There are one or two points to consider before subscribing to such a ridiculous point of view.

Lennon lost our ten in a row, whereas Fergus helped stop theirs.

Lennon wrecked a great Celtic team, Fergus rebuilt the whole club.

Lennon has failed in his principle responsibilities, Fergus succeeded and kept every promise that he made.

One deserved criticism, the other deserved acclaim.

One got the criticism he deserved, the other was subjected to an unpardonable disgrace.

But this is just like the Lennon Cult, to defend him and burnish his reputation, even as we stand in the midst of the wreckage of this campaign.

The problem with hiring Lennon was that he was the sort of person about whom some folk are simply incapable of being objective.

I compared the Lennon Cult to the people who voted for Trump and for Brexit.

Not because they were, or are, bigots and I’m not calling them stupid either or anything like that.

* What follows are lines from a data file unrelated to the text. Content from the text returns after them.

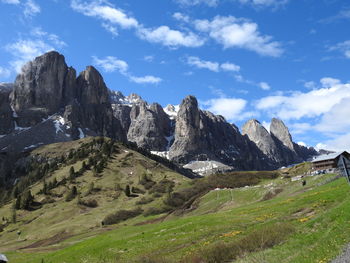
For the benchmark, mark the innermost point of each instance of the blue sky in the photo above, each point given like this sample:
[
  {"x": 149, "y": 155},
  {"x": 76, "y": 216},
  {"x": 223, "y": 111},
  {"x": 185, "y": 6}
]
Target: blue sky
[{"x": 241, "y": 58}]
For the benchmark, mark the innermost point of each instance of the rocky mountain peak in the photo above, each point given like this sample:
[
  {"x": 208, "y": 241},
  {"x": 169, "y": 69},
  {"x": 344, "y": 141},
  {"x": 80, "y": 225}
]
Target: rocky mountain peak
[
  {"x": 92, "y": 87},
  {"x": 258, "y": 134},
  {"x": 40, "y": 89},
  {"x": 279, "y": 130},
  {"x": 134, "y": 98}
]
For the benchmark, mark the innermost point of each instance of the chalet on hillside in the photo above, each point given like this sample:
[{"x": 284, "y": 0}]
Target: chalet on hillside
[{"x": 332, "y": 162}]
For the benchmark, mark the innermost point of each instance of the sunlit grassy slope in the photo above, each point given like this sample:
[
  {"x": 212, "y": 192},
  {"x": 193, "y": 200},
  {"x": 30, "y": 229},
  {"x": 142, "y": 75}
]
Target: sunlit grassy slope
[{"x": 318, "y": 215}]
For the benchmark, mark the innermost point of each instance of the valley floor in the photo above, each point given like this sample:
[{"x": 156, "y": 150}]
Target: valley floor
[{"x": 316, "y": 218}]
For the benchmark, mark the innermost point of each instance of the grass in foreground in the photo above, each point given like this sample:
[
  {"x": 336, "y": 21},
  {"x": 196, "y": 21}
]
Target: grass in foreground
[{"x": 313, "y": 227}]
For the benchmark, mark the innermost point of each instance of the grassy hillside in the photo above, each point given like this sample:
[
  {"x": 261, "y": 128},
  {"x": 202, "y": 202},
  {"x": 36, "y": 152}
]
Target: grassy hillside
[
  {"x": 99, "y": 194},
  {"x": 249, "y": 217}
]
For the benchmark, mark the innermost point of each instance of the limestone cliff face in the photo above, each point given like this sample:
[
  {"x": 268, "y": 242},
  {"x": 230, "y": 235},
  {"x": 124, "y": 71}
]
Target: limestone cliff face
[
  {"x": 280, "y": 131},
  {"x": 262, "y": 138},
  {"x": 6, "y": 114},
  {"x": 42, "y": 88},
  {"x": 150, "y": 127},
  {"x": 201, "y": 135},
  {"x": 49, "y": 103}
]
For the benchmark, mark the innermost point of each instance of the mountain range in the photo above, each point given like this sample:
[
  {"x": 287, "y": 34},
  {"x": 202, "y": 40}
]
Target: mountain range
[{"x": 49, "y": 102}]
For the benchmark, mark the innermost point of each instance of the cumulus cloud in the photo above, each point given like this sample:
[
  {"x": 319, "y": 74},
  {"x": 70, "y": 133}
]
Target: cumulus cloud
[
  {"x": 231, "y": 108},
  {"x": 110, "y": 28},
  {"x": 212, "y": 66},
  {"x": 13, "y": 2},
  {"x": 111, "y": 15},
  {"x": 264, "y": 3},
  {"x": 197, "y": 2},
  {"x": 25, "y": 50},
  {"x": 105, "y": 12},
  {"x": 111, "y": 64},
  {"x": 169, "y": 37},
  {"x": 53, "y": 38},
  {"x": 343, "y": 47},
  {"x": 340, "y": 143},
  {"x": 264, "y": 86},
  {"x": 302, "y": 104},
  {"x": 232, "y": 32},
  {"x": 4, "y": 72},
  {"x": 181, "y": 17},
  {"x": 31, "y": 8},
  {"x": 146, "y": 79}
]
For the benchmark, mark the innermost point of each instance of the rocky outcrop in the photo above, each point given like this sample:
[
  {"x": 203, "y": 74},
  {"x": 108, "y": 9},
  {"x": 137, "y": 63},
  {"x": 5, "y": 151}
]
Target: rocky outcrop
[
  {"x": 95, "y": 108},
  {"x": 43, "y": 87},
  {"x": 48, "y": 103},
  {"x": 6, "y": 113},
  {"x": 277, "y": 144},
  {"x": 258, "y": 134},
  {"x": 201, "y": 136},
  {"x": 150, "y": 127},
  {"x": 280, "y": 131}
]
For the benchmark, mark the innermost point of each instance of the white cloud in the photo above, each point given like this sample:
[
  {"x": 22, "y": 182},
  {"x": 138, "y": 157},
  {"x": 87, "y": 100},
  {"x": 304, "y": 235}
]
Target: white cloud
[
  {"x": 239, "y": 33},
  {"x": 230, "y": 67},
  {"x": 231, "y": 108},
  {"x": 31, "y": 8},
  {"x": 181, "y": 17},
  {"x": 149, "y": 58},
  {"x": 197, "y": 62},
  {"x": 262, "y": 3},
  {"x": 25, "y": 50},
  {"x": 266, "y": 125},
  {"x": 105, "y": 12},
  {"x": 340, "y": 143},
  {"x": 162, "y": 35},
  {"x": 14, "y": 2},
  {"x": 336, "y": 120},
  {"x": 169, "y": 37},
  {"x": 306, "y": 104},
  {"x": 4, "y": 72},
  {"x": 264, "y": 86},
  {"x": 112, "y": 29},
  {"x": 301, "y": 144},
  {"x": 197, "y": 2},
  {"x": 343, "y": 47},
  {"x": 111, "y": 64},
  {"x": 212, "y": 66},
  {"x": 146, "y": 79},
  {"x": 54, "y": 39}
]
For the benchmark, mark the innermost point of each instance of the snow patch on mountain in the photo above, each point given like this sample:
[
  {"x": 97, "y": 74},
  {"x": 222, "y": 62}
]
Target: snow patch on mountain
[
  {"x": 207, "y": 167},
  {"x": 171, "y": 110},
  {"x": 164, "y": 154}
]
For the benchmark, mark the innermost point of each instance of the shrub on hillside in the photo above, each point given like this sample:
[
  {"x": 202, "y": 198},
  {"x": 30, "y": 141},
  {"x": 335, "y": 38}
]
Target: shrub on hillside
[
  {"x": 163, "y": 186},
  {"x": 260, "y": 239},
  {"x": 72, "y": 193},
  {"x": 144, "y": 201},
  {"x": 92, "y": 203},
  {"x": 157, "y": 210},
  {"x": 121, "y": 215}
]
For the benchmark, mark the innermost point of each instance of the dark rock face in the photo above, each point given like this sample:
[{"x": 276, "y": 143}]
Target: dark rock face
[
  {"x": 262, "y": 138},
  {"x": 277, "y": 145},
  {"x": 41, "y": 89},
  {"x": 280, "y": 131},
  {"x": 48, "y": 104},
  {"x": 187, "y": 142},
  {"x": 201, "y": 135},
  {"x": 150, "y": 127},
  {"x": 6, "y": 114},
  {"x": 95, "y": 108}
]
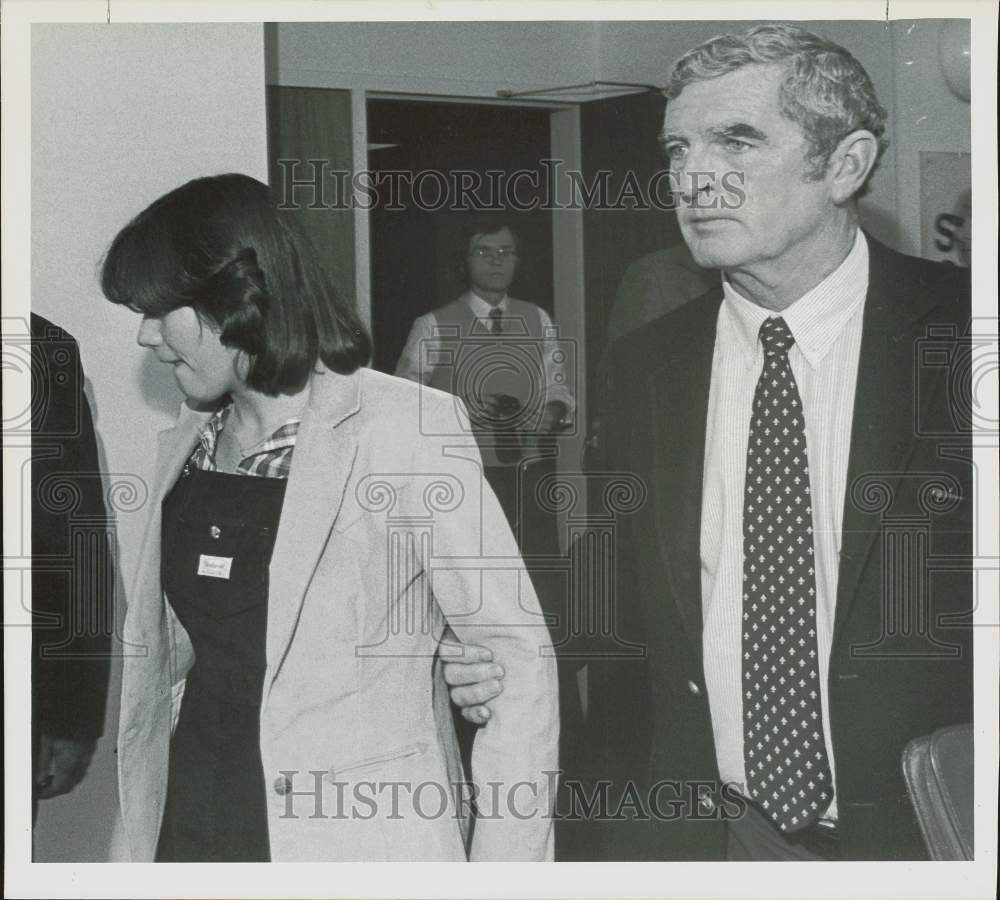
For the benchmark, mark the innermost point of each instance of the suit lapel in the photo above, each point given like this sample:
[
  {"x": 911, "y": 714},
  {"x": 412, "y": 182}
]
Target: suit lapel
[
  {"x": 678, "y": 397},
  {"x": 321, "y": 466},
  {"x": 884, "y": 429}
]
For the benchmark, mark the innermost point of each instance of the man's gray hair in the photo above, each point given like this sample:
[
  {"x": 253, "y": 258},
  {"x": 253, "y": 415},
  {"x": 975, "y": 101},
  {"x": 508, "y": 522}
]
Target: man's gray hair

But on this subject, they are very, very blinkered.

I tried debating with the Lennon Cult.

At various times during this evolving crisis I tried to point out facts about his career both at Celtic Park and outside of it. I talked about the wreckage he left behind at Bolton and Hibs, the way he never seemed to learn, the way he’d repeat the same patterns and the same mistakes over and over again … but none of it got through.

Lennon is their hero.

This is why clubs should never hire its heroes as managers unless they come home with proven track records.

Even now that Lennon is gone, the guardians of his reputation will not let up with their campaigning on his behalf.

They will forever be convinced that Lennon has been done some tremendous wrong here, and there’s no amount of evidence that will sway them towards any other conclusion.

In their eyes, Lennon is a victim of horrible circumstances and bizarre plots rather than the architect of his, and our, disastrous campaign. Lennon never accepts personal responsibility for any of this, so perhaps it’s not surprising that they don’t believe he has any.

I believe the Lennon Cult has been highly destructive to this club in this campaign, most obviously because it has actually penetrated the internal workings and leaked out into the boardroom, which is one of the reasons it’s taken this long to get us to the point of removing him.

Worse is that it has divided supporters amidst some of the most vicious in-fighting I’ve ever seen as a fan.

I don’t want the next manager to have any prior relationship with this club.

Let that person be judged on the basis of what they do here, not on anything they’ve done before. It is all too easy to confuse the two things and believe that because someone gave us great service as a player that we should accept their failure as a manager.

No Henrik Larsson, not now, not ever.

There are idiots in the media who think it would be “box office”; it would be an appalling appointment, in no way justified by anything he’s done in the dugout prior to now. But a lot of our fans would undoubtedly celebrate it as some kind of homecoming and it would be impossible to convince them that he should be sacked if that had to arise.

The next manager must be someone we can objectively analyse, someone who no fan should be afraid to criticise, or made to feel like a traitor if they do.

The Lennon Cult is one of the worst things to happen to this club in my lifetime; the longer his tenure lasted the more venomously our fans started to turn on each other, splitting us into pro and anti camps as if we were all following different clubs.

This is a mistake we can easily learn from.

No more ex-heroes. Just get us a manager who knows what he’s doing and someone every one of us can get behind without any confusing sentiment – good or bad – blinding us his performance. Let us worship our playing heroes from afar, let us remember them exactly as they were. Let us never, ever go through this kind of turmoil again.